À mon avis, la conservation de ce quartier se fera par la réalisation du plan de réaménagement global de la capitale élargie. Par exemple, comment développer 1.300 villages de métiers traditionnels sans valoriser leurs valeurs culturelles ? Ou bien pour conserver l'ancien village de Duong Lâm, il est nécessaire qu'il soit en harmonie avec le paysage et la physionomie des pagodes et temples de cette localité. Ainsi, il faut avancer doucement et adapter le processus de conservation de ce quartier tout en étudiant l'expérience tirée d'autres grandes villes régionales, surtout alors que l'anniversaire du millénaire de Thang Long-Hanoi approche au fil des jours.
Docteur japonaise Utsumi Sawako
Selon une enquête effectuée depuis le début de 2003, dans 102 logements du vieux quartier de la capitale, seulement 83 foyers disposent de leur propre cuisine, 42 doivent partager la salle de bain. Afin d'améliorer la qualité de vie, les habitations doivent être élargies. Ce qui fait pourtant obstacle à la conservation du quartier.

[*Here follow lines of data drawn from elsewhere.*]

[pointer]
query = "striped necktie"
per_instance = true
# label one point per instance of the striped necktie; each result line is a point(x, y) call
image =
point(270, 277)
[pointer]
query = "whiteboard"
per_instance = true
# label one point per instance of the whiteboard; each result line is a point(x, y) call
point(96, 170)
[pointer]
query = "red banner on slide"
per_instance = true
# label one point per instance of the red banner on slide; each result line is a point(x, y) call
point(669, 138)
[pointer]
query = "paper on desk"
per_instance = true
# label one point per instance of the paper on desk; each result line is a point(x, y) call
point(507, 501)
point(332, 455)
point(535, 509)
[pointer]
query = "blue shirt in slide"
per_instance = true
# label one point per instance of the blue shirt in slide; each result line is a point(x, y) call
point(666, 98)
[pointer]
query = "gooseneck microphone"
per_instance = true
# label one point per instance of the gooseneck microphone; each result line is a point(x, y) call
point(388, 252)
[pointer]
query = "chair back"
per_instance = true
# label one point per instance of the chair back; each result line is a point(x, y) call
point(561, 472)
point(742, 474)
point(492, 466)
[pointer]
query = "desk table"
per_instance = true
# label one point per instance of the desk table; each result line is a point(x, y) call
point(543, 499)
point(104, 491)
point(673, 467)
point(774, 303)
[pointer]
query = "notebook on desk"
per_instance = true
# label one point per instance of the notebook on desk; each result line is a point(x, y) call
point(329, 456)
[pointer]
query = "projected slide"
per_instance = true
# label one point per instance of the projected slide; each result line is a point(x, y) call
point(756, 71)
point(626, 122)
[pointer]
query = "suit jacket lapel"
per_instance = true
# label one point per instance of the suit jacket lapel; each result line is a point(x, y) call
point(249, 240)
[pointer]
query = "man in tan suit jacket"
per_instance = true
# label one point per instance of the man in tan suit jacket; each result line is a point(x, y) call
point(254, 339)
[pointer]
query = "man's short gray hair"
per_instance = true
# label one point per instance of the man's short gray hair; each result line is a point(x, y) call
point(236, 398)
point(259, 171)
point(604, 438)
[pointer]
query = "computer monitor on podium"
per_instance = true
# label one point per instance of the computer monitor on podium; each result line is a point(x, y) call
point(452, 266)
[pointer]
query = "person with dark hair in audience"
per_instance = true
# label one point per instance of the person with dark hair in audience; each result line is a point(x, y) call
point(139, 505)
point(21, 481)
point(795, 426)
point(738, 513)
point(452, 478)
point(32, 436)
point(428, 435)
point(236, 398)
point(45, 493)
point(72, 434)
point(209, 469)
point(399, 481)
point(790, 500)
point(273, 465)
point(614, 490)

Je pense qu'il est nécessaire d'avoir une réglementation sur la conservation de la physionomie du quartier et la réhabilitation des ouvrages intérieurs au service de la vie quotidienne.
Professeur-Docteur Furukawa (université japonaise Chiba)
En ce qui concerne la conservation du vieux quartier de Hanoi, aucune solution satisfaisante n'a été trouvée à présent. Pour que le projet de conservation aboutisse, l'autorité et la population doivent parvenir à un consensus et conjuguer leurs efforts. Les habitants pourront déménager lorsqu'ils recevront une indemnité adaptée. En se référant à l'expérience tirée dans la conservation de l'ancien chef-lieu de Kawagoe, à 35 km du centre de Tokyo, je pense qu'outre une politique d'indemnisation adaptée, il faut une politique qui encourage la conservation et l'assistance financière aux familles obligées de déménager hors du vieux quartier.